Ethnic and Industrial Heritage of South Bethlehem

In spring of 1865, the American Civil War finally came to an end. Crowds of townsfolk lined Main St. in Bethlehem, Pennsylvania and welcomed home their native sons who had fought so valiantly.

During the summer of that year, the village of Bethlehem South received its incorporation as the Borough of South Bethlehem. On South Mountain, Asa Packer founded a polytechnic college he named “Lehigh University.”

Before the Civil War in 1853, South Bethlehem achieved industrial importance through the efforts of Samuel Wetherill, who built the Pennsylvania and Lehigh Zinc Company along the Lehigh River. 

In 1855, Asa Packer’s Lehigh Valley Railroad arrived in South Bethlehem with passenger service between Mauch Chunk and Easton. The railroad was instrumental in the delivery of anthracite from northern coal regions to Philadelphia and New York markets.

The need for high-quality rails positioned the Bethlehem Iron Company in full blast by 1863, managed by ironmaster, John Fritz, whose innovative advancement forged iron production to steel.

With every ensuing year, waves of ethnic immigrant labor found employment in the production of steel, and as South Bethlehem’s population increased, so did the establishment of working class neighborhoods and churches.

Affluent investors and executives on Fountain Hill lived in sharp contrast to the thousands of skilled immigrant workers who labored in the steel mill, the cigar factories and the silk mills in South Bethlehem.

In 1904, this patchwork of industry and labor attracted Charles M. Schwab to South Bethlehem.

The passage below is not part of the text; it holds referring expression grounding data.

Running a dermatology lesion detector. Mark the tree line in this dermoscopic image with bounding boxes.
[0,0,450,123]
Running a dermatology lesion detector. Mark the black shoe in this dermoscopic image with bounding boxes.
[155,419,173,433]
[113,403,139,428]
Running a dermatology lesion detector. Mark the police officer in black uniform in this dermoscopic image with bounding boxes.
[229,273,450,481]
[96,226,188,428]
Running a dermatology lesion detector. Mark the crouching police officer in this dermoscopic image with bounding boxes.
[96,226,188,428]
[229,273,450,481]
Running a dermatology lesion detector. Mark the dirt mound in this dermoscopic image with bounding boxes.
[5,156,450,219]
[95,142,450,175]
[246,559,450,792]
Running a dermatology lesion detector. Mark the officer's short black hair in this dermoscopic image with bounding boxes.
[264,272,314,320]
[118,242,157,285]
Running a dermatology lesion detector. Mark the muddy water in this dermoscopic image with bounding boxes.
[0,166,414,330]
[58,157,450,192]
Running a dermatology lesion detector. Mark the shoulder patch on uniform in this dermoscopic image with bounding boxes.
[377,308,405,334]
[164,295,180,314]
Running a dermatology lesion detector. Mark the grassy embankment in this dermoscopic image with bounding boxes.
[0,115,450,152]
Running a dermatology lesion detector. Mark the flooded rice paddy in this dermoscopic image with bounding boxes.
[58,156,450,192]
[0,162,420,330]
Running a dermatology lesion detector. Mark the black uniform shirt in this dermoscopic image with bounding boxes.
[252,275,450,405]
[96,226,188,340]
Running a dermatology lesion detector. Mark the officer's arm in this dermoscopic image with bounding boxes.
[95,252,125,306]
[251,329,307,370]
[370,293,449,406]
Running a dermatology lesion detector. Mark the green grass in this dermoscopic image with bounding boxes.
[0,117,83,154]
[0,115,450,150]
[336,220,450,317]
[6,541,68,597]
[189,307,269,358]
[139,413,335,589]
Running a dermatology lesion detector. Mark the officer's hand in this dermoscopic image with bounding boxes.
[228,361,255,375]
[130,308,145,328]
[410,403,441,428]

He purchased the iron company and revamped it into the Bethlehem Steel Corporation. Under his leadership, South Bethlehem prospered through government contracts awarded to Bethlehem Steel for armor plate and war ordinance.

This combination of education, vision, capital and toil created an industrial revolution that would not only affect the future of South Bethlehem, but also the greater Lehigh Valley—and the World.